Henry waved and hurried back to the red door.

“Well, what in God’s name started that?” Crystal asked. “I mean, Vinnie was down the other end of the bar.”

“Jesus, I don’t know. He’s been like this for a month or so, maybe longer. He keeps changing on me. I think this layoff thing is really nailing him, but it’s been coming on a long time too. He and his wife are just about through, the two girls side with her … I don’t know, shit … everything coming down on him. I got to get him home, Crys … Damn, I wanted to come over tonight. You know that, don’t you?”

She huddled close to me and held me around the waist.

“I know,” she said. “You couldn’t just drop him off and then maybe come over for a while? I don’t finish here for an hour more.”

“I want to, honey. But I think I better stay with Dog. You know?”

“Sure,” she said. “Go ahead, but after he gets to sleep, I mean.”

“I don’t know, honey. I mean I go out then, and Wanda hears what time I left from Carol … well, you know.”

“Oh shit,” Crystal said. “Goddamn it, Red, I’m sick of waiting around here for you. Jesus Christ, you got loyalty to everybody but me. I’m getting damned tired of it. I don’t have to play second fiddle, Red. You think there’s no guys … lots of guys who want me? Huh, guys coming in there every damned night?”

“I know there are, honey,” I said, feeling so cold and so damned tired and old.

She walked away through the snow, then stopped and turned around.

“I’m sorry, Red. Call me tomorrow, will you?”

“First thing,” I said, “and I’ll make it up to you. I promise. We’ll go down Bud’s Crab House on Thursday … How’s that?”

“Sure,” Crystal said. “Sure, that’ll be great. But I won’t hold my breath.”

Then she threw me my jacket and ran back across the parking lot to the bar.

I got inside and looked over at Dog. His face was covered with blood, which was running out of his nose, and he was moaning and holding his ribs.

“Get me home, Red, get me home.”

“I will, partner. But first we’re going by Hopkins emergency ward. I think you might have a couple broken ribs.”

“No, man. No … just get me home. That fuck Vinnie. I just wanted to do it, you know? I couldn’t look at that cheap fuck anymore. I couldn’t stand it, Red, you see that?”

“Hey, I see it, Doggie, but take it easy, will you? Don’t worry about it now.”

“You hear the shit he called me? He said I was a sack of shit, that I was nothing. You hear that?”

“I heard it. You know it’s all bullshit.”

His big hand came over and touched my leg. He put his head down next to my lap, and started to cry.

“No,” he said. “No, it’s true. Vinnie’s right, Red. I’m nothing. I got nothing and I’m going nowhere. Red, it’s all true. It just hurts to hear it from a fuck like Vinnie. Shit. Shit … I went down for a carpenter job today, Red, but they didn’t want me. Nobody. Nothing.”

He began to sob deeply. I put my hand down on his head and patted his hair. It was covered with snow and sweat and blood.

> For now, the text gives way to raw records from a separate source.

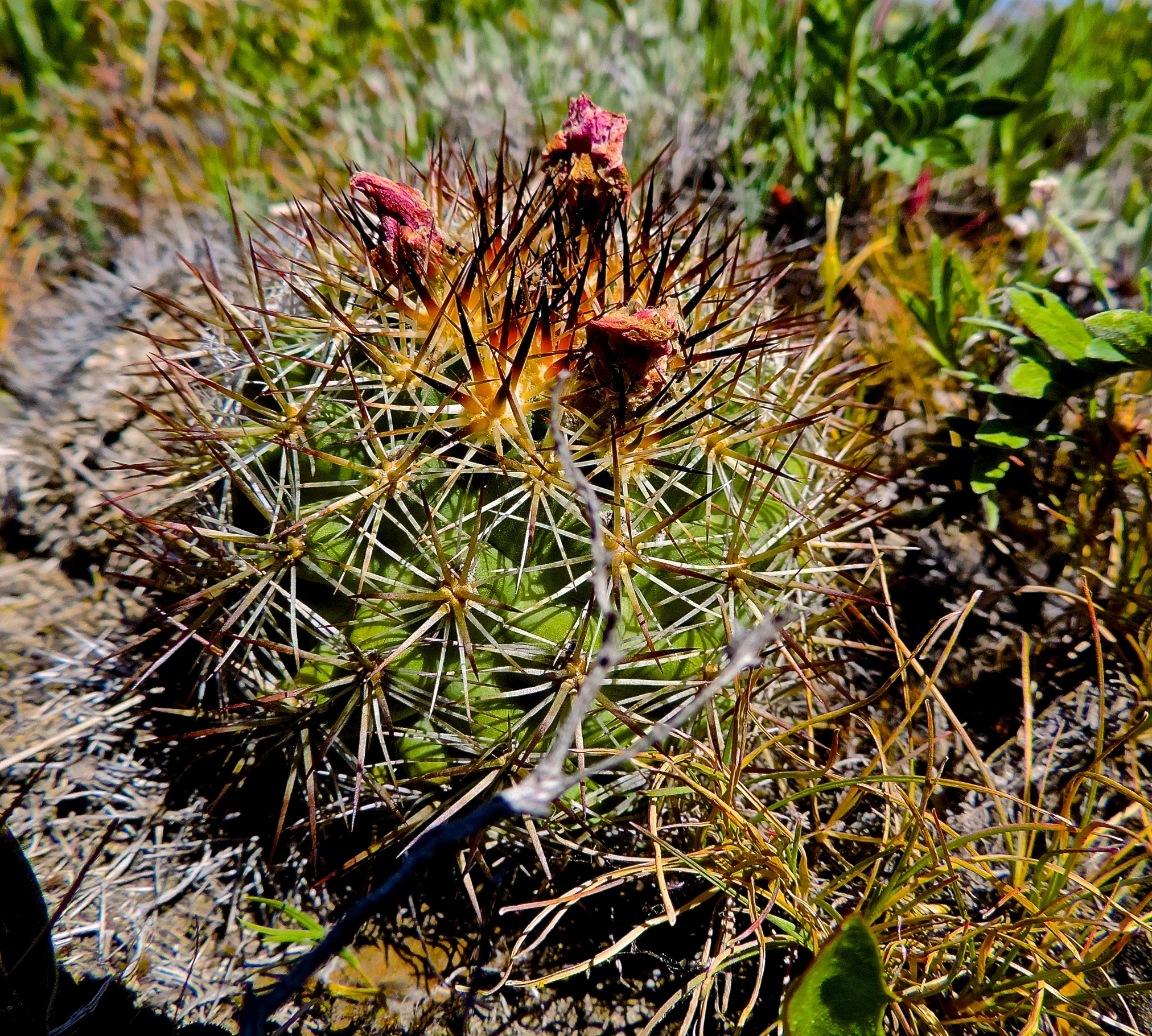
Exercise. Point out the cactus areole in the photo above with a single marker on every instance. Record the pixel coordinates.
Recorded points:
(372, 543)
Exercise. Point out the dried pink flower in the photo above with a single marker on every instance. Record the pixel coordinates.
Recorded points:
(407, 222)
(587, 158)
(627, 349)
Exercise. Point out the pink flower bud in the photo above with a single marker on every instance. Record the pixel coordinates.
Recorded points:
(407, 222)
(631, 349)
(586, 158)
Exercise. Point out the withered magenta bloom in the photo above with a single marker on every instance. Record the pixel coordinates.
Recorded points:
(630, 349)
(586, 158)
(407, 222)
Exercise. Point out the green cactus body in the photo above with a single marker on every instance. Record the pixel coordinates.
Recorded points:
(381, 551)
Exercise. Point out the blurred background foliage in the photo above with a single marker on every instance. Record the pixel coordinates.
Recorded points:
(110, 109)
(893, 147)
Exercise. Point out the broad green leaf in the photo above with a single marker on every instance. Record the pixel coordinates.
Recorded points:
(1030, 379)
(994, 106)
(1010, 435)
(1099, 349)
(1127, 331)
(990, 465)
(1053, 321)
(842, 992)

“It’s bullshit, Dog,” I said. “You’re the best man in town. You believe that shit and you’re nuts. Don’t ever say that, you hear me?”

“It’s fucking true,” he said again and again. He sobbed deeply. I took my hand off his head long enough to turn on the truck and shift into reverse. The tires skidded as we hit the highway, and I held on to him as we drove slowly through the blizzard down the dark, dangerous highway toward the emergency ward.